In 30 years, Germany’s net greenhouse gas emissions are expected to be zero – according to a new study, this will require significantly more green electricity than previously planned and a complete stop to investment in fossil technologies from 2030. “The federal government has decided on climate neutrality in 2050, but it has no plan for it,” criticized Patrick Graichen, director of the Agora Energiewende think tank.
As Agora Energiewende, Agora Verkehrswende, and the Climate Neutrality Foundation have calculated, the number of new wind and solar installations would have to be roughly tripled in the next ten years and the German climate target for 2030 raised to 65 % fewer greenhouse gases than in 1990. In addition, the goal must be to achieve a green electricity share of 70 percent in 2030 instead of 65 percent. Instead of the current target of 10 million electric cars, 14 million would have to be on the roads by then, said Christian Hochfeld, director of Agora Verkehrswende.

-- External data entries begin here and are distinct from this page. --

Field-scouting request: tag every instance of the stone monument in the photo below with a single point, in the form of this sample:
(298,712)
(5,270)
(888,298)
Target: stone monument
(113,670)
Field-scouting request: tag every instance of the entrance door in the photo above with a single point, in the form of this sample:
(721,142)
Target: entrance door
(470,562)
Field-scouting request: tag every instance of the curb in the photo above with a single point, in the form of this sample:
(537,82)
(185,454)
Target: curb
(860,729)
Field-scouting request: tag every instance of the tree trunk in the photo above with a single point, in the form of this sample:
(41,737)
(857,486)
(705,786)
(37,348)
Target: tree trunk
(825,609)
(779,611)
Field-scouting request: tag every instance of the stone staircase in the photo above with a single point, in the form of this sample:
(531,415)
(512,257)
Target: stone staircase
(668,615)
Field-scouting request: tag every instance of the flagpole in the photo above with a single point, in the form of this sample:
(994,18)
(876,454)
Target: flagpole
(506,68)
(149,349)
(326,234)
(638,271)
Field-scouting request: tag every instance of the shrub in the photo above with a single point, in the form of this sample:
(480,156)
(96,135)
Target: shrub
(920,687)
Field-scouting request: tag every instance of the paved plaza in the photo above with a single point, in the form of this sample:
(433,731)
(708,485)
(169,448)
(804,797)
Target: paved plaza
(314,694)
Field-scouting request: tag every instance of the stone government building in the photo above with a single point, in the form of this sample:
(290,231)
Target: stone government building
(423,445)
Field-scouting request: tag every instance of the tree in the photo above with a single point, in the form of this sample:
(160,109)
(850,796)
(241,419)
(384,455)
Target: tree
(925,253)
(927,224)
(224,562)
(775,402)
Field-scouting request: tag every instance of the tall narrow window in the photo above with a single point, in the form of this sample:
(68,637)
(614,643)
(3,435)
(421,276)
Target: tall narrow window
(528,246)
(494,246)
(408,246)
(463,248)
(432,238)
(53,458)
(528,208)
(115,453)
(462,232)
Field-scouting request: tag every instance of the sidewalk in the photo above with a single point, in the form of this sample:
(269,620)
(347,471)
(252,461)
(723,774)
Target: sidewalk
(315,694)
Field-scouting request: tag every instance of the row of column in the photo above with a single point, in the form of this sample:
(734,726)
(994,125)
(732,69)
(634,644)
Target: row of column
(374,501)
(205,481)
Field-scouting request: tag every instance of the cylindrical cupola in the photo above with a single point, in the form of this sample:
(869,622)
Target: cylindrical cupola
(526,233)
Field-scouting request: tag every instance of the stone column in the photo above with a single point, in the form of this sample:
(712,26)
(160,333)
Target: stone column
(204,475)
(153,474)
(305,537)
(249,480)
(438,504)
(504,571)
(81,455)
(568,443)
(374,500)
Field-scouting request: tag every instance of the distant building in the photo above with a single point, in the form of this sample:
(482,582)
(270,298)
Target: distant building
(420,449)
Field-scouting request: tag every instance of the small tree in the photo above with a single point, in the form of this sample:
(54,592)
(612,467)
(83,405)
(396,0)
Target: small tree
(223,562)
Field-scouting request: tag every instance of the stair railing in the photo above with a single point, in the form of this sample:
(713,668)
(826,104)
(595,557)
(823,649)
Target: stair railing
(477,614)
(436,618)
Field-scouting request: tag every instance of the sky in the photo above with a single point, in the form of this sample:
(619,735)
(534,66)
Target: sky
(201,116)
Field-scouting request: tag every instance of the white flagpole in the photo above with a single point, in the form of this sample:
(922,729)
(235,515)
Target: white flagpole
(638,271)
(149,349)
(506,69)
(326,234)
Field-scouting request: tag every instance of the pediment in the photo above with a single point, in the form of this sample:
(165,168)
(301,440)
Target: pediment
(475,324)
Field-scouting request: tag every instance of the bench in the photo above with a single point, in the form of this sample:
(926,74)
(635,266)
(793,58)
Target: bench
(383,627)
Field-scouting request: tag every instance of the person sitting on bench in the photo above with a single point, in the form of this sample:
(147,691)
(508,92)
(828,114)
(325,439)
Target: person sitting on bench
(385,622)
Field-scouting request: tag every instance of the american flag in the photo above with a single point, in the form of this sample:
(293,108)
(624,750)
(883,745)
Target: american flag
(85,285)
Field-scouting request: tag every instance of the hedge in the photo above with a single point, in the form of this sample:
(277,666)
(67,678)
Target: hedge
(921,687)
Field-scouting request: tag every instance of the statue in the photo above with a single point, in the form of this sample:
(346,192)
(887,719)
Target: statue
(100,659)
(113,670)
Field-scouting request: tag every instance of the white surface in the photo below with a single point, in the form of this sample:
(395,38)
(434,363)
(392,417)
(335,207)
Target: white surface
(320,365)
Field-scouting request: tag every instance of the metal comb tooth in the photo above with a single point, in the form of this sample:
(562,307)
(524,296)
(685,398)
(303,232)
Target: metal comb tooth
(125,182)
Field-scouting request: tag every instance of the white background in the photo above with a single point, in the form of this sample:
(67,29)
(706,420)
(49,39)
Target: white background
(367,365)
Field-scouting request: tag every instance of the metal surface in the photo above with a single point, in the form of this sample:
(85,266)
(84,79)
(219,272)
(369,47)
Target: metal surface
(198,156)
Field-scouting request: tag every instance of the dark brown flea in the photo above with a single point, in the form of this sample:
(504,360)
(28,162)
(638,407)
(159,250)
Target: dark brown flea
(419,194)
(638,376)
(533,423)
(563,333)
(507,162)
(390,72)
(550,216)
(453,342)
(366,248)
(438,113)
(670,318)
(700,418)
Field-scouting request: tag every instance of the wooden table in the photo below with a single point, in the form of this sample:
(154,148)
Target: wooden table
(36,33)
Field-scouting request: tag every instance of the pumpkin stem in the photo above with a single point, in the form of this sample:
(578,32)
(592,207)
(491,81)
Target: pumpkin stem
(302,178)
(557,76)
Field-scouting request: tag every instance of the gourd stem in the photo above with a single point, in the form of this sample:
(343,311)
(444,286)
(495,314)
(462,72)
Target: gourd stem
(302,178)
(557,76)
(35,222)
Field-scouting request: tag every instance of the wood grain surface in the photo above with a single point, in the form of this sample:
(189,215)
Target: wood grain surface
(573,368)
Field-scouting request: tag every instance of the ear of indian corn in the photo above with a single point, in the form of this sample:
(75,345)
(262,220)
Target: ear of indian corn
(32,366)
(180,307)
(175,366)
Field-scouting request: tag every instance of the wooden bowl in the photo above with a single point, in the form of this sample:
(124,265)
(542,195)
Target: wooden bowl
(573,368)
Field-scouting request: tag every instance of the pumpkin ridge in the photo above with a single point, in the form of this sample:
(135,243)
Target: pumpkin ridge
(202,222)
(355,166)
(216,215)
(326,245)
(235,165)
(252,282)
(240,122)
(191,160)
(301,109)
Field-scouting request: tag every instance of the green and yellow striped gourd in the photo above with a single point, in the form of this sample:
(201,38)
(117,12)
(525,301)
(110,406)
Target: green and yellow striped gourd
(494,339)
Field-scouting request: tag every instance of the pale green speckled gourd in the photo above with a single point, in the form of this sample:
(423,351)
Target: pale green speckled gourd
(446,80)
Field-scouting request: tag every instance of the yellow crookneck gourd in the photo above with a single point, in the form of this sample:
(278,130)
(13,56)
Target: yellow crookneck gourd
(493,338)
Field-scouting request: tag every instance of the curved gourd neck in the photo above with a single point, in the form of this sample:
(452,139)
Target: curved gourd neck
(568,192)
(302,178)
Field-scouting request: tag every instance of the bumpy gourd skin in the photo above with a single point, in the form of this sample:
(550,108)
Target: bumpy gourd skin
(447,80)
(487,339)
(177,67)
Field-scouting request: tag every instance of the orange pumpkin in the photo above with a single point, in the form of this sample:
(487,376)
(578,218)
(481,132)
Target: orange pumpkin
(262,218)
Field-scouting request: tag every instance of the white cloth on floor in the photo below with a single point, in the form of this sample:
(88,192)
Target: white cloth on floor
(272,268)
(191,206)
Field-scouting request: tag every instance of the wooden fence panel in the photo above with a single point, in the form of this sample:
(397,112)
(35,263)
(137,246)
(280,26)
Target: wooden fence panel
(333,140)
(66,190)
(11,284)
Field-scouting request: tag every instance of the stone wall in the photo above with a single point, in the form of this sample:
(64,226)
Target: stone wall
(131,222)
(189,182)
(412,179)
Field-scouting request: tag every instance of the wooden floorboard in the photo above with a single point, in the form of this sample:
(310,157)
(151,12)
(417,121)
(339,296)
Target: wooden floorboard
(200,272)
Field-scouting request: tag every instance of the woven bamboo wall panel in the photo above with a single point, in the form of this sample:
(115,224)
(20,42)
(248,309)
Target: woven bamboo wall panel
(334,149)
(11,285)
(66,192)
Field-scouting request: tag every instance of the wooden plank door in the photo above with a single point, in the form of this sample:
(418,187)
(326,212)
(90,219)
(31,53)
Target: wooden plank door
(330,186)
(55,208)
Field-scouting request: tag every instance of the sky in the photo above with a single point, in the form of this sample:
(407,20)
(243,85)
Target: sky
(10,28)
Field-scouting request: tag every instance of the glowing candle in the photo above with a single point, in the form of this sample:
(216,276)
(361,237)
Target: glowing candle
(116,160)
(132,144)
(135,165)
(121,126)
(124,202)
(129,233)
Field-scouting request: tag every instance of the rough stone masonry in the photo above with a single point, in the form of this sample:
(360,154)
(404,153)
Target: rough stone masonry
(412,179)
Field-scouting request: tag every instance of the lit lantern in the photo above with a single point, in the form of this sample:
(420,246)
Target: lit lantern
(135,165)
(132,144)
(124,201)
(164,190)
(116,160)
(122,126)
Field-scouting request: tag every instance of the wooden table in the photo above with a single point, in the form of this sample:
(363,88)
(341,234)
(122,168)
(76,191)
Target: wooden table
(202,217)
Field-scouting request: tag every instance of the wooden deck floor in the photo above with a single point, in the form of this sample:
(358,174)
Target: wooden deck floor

In a second step, emissions should then be reduced by 95 percent by 2050. Whatever greenhouse gases remain, for example from cement production or agriculture, would have to be extracted from the atmosphere and stored using natural and technical solutions.
Coal phase-out already necessary by 2030
The coal phase-out, which is currently planned for 2038 at the latest, should be completed by 2030, the study goes on to say that oil and gas phase-outs should follow. This includes that from 2030 on fossil technologies – such as classic combustion engines or oil and natural gas heating systems – may still be used, but not sold and installed again.
Hydrogen as an energy carrier also plays a major role in the considerations – but not where electricity can be used directly, as in heating or road transport. “Hydrogen is the very expensive champagne of the energy turnaround,” said Rainer Baake, Director of the Climate Neutrality Foundation.
Electricity-based fuels are needed above all in air and sea transport, but also in steel production and other industries. The authors of the study assume that by 2050 Germany’s electricity demand will be half as high as it is today, even though energy demand will fall by half overall – because electricity replaces coal, oil and gas as energy sources and a great deal of electricity is needed to produce hydrogen.